Ce qui force la Banque à y réfléchir à deux fois avant d’intervenir, c’est le dollar canadien qui demeure obstinément élevé. Sa valeur se maintient depuis bientôt cinq mois au-dessus de celle de son vis-à-vis américain. L’effet est brutal sur le solde commercial : en février, il s’est retrouvé pratiquement au neutre, avec un maigre excédent de 33 millions $.


Or, la prospérité du Canada réside en bonne partie dans sa capacité à exporter. Si la Banque du Canada bouge trop vite, ou trop fort, alors que la Réserve fédérale américaine, elle, demeure sur les lignes de côté, le huard va s’envoler encore plus haut, affaiblissant encore davantage la position des exportateurs.


Il va donc lui falloir mesurer soigneusement ses prochaines interventions. À moins d’un renversement complet, ou d’une accélération brutale de l’inflation, elle va passer tout droit à la fin mai. Les paris sont ouverts en ce qui concerne un premier relèvement des taux en juillet.


Mais si le huard continue de cavaler en avant du peloton, la décision sera déchirante. Vaut-il mieux attaquer l’inflation, quitte à déstabiliser davantage le commerce extérieur ? Ou plutôt attendre que l’économie américaine se redresse, raffermissant au passage le dollar US, et ensuite relever rapidement les taux ?

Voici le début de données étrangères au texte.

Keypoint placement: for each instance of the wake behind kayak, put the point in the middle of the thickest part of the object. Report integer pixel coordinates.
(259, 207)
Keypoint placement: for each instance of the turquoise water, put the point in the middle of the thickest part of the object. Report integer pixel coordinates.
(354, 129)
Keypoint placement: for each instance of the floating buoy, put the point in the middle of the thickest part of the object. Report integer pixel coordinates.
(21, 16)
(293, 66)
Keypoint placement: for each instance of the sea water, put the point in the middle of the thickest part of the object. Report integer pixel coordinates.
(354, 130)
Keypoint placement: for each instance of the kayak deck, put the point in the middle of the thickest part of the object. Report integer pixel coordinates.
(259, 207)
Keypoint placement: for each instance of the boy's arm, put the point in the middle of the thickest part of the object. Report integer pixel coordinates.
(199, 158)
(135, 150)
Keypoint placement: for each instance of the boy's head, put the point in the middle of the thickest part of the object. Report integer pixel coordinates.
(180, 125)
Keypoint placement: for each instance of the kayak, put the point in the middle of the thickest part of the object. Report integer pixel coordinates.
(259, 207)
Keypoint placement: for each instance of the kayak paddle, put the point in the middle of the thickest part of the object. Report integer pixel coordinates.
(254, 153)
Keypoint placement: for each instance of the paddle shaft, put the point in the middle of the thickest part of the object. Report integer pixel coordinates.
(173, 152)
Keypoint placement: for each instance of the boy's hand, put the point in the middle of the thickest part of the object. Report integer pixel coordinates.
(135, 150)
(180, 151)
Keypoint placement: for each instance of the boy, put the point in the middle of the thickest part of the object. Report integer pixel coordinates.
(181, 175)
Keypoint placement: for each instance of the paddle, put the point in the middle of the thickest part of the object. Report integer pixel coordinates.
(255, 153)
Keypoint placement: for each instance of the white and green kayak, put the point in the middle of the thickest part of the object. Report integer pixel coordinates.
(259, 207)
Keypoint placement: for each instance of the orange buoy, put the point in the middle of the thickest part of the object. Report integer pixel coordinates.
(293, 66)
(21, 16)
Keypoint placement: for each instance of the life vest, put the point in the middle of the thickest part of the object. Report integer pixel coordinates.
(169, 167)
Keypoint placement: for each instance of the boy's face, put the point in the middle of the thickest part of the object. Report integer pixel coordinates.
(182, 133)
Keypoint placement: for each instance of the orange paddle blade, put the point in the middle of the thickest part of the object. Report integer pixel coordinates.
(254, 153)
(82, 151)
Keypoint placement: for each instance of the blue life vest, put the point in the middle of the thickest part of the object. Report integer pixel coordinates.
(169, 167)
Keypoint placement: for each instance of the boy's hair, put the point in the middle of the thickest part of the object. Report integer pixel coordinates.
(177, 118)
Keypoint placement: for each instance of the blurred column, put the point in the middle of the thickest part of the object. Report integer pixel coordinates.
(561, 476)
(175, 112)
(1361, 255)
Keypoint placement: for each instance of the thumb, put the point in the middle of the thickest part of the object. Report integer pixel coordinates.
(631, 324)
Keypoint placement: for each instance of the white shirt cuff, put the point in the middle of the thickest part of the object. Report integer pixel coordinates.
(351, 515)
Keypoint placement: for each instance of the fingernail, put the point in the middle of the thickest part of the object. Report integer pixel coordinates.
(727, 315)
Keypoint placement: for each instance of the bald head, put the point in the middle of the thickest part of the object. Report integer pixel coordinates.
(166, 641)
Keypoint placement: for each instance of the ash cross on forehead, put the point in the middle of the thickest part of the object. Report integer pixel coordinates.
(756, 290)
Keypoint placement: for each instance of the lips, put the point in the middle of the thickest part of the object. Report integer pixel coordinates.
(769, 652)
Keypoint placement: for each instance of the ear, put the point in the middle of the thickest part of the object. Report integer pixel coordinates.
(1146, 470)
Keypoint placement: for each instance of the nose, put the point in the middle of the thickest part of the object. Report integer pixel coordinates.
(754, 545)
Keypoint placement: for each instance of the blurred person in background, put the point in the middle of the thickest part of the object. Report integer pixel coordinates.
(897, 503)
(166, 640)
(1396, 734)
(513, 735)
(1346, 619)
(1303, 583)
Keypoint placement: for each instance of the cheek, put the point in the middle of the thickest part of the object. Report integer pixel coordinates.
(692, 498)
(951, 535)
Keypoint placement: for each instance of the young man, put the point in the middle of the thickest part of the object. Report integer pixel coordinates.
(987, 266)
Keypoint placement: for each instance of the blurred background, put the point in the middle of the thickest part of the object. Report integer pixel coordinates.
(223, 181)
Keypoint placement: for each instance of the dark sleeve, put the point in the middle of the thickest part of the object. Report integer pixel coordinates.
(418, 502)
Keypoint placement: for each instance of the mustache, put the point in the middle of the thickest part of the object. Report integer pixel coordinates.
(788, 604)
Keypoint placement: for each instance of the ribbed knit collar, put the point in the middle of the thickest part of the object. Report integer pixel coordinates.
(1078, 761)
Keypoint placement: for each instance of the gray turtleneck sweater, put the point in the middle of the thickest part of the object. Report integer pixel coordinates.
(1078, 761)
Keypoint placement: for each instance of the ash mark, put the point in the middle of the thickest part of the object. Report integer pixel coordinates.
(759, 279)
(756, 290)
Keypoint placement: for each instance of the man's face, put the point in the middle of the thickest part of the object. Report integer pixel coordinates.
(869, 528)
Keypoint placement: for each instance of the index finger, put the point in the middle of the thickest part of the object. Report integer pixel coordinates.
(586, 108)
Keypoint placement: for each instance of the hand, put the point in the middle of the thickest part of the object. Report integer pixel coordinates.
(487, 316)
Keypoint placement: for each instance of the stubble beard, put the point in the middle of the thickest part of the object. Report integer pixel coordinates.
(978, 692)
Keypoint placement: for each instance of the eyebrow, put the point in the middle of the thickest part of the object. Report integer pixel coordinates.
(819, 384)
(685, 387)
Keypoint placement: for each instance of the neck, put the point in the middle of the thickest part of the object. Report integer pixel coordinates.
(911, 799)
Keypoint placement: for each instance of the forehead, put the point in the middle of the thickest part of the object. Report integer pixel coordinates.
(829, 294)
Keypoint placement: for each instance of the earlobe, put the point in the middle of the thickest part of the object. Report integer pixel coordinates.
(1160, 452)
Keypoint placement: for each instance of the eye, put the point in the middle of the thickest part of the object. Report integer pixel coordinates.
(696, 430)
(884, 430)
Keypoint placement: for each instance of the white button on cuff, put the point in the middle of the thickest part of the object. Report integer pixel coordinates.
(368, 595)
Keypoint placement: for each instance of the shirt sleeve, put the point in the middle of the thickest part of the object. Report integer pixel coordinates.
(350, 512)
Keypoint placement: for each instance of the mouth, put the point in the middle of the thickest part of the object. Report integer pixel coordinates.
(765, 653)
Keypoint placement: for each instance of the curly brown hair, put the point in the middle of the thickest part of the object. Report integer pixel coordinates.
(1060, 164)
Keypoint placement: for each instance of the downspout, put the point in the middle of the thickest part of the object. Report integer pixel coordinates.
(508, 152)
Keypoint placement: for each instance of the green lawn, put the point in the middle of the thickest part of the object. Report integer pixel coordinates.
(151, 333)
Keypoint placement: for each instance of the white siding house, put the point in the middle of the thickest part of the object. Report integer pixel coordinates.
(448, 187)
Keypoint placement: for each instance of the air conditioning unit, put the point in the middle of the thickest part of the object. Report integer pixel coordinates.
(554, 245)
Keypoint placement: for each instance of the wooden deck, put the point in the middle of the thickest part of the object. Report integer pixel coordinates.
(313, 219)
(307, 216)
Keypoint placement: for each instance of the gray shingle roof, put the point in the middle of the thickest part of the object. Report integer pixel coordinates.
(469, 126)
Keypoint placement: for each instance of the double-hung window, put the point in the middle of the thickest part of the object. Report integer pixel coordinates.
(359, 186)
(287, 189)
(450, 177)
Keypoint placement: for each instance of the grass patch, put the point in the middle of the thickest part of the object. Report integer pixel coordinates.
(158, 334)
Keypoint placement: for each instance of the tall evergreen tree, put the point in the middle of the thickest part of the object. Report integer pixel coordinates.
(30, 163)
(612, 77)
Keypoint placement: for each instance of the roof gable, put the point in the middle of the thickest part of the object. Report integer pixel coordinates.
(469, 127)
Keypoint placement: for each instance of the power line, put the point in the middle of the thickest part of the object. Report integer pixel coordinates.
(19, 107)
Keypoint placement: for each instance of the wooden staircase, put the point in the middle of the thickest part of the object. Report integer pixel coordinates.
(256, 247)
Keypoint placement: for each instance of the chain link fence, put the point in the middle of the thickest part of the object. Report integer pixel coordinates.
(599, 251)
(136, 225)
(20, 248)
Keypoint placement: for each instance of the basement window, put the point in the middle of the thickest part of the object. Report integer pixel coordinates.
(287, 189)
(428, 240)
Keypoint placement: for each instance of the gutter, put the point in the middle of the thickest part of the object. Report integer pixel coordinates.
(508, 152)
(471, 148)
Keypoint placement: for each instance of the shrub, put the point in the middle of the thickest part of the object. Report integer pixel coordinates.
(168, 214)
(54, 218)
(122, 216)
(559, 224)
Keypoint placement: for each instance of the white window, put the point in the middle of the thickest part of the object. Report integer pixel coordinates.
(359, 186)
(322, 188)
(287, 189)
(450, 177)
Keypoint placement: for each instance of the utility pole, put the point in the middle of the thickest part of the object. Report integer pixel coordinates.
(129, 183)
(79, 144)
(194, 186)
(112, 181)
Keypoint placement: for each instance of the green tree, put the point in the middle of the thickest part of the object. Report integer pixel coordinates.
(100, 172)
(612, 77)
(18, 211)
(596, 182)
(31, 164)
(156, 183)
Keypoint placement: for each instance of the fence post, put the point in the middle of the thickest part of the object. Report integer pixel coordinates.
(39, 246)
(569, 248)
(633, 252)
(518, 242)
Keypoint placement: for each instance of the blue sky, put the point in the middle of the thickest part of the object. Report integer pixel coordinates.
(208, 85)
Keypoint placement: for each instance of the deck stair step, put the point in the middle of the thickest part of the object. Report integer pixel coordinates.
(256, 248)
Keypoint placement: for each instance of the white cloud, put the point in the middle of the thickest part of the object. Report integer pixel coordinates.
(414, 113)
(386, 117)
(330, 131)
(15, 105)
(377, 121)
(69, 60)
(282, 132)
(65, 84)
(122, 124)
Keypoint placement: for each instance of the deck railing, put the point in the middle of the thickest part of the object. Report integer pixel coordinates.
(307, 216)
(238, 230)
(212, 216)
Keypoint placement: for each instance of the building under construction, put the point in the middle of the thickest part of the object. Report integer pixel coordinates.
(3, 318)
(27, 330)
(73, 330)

Sérieux dilemme… et attendez-vous à de grosses discussions autour de ces scénarios dans les semaines à venir.

6 commentaires

pbrasseur le 19-04-2011

@MoneyLoser - Très bonne votre analogie. Le crédit facile est effectivement comme une drogue. Pour pousser même un peu plus loin on peut dire que le "pusher" de gros est le gouvernement. Les clients sont les particuliers et entre les deux plein de monde (banques, promoteurs, constructeurs, vendeurs, industries de services, etc…) en profitent. Pendant longtemps tout va bien, y'a de l'argent partout et tout le monde est content, puis c'est l'overdose. Je suppose que durant la crise les dirigeants Canadiens se disaient que la récession justifiait leurs politiques même si Mark Carney lui-même s'est inquiété plusieurs fois publiquement de l'endettement croissant des ménages. Mais maintenant ça n'a plus de sens, l'endettement des Canadiens doit cesser de croitre et les ménages doivent se mettre à épargner. Soit la banque agit maintenant pour stopper la course à l'endettement, soit il est déjà trop tard et les ménages sont déjà asphyxiés même avec les taux très bas. Je paris que tout le monde à Ottawa prie pour un "soft landing", le problème c'est que même si ça descend lentement ça pourrait descendre pendant très très longtemps.